From our 21st century perspective, it has to be admitted that this is all a bit fanciful, isn’t it?  For one thing, we no longer believe (as Luke would have) that heaven is ‘up there’, and hell is ‘down there’.  That triple decker view of the universe, common at the time of Jesus, with earth as sandwich filling between heaven and hell – that view has been roundly discarded, along with the idea of a flat earth having four corners.

In fact, 21st century science offers us what I consider a far more intriguing idea – namely the concept of the multiverse.  According to the discoveries of physics, it is theoretically possible for there to be multiple dimensions, and multiple universes existing side by side. They are invisible to us, because we were born into this universe. But the behaviour of certain sub-atomic particles, which appear to wink in and out of our existence, suggest that there may be a way to travel from one universe to another. 

Perhaps heaven (and indeed hell) is such a place.  Perhaps heaven is a realm that co-exists with our reality – separated by physical laws we are only beginning to understand.  Perhaps this is what Jesus meant when he said ‘the Kingdom of Heaven is among you’.  Perhaps there are even moments when we are capable, through faith, of peeking through the veil between this world and heaven.  There are places on earth which humans have, for centuries, described as ‘thin places’ – places where the peace and the beauty of heaven feel close enough to touch.  And perhaps there are moments when heaven touches earth, through the sub-atomic barrier – such as when Jesus met Moses and Elijah on the Mount of Transfiguration, or perhaps when angels appear, dressed in white, to let us know what has happened?  Or perhaps when, after diligent and constant prayer or worship, we ourselves sense the presence of God?

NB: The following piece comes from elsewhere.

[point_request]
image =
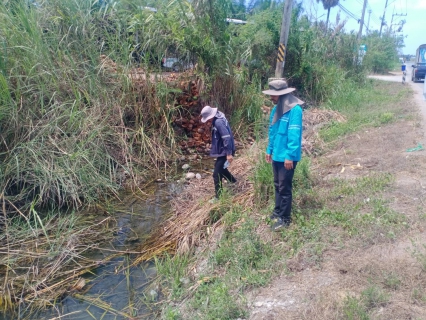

All this is conjecture, of course.  I’ve used the word ‘perhaps’ rather a lot!  But I wanted to explore how it is possible to read Scripture’s variable and in some cases competing accounts of a key event in Jesus life, and still find a way to live with the mystery of what the writers of Scripture have left us. The underlying truth that differing accounts of this moment all point toward is this:  Jesus is no longer confined to a human body, with all its limitations of time and space.  His message, his love, his presence (if you will) are available to all people – not just those who manage to track him down to one physical place.  This is a narrative of expansion.  Jesus’s message, Jesus’s love, carried by his disciples, carried by you and me, can be likened to a firework, fired into the sky, to burst out in a blaze of glory and to shower the entire world.  As Jesus said in Matthew’s account – “Behold, I am with you always, until the end of the age!”

And to that, we can certainly shout with joy, ‘Alleluia!  Christ is risen!  He is risen indeed, Alleluia!”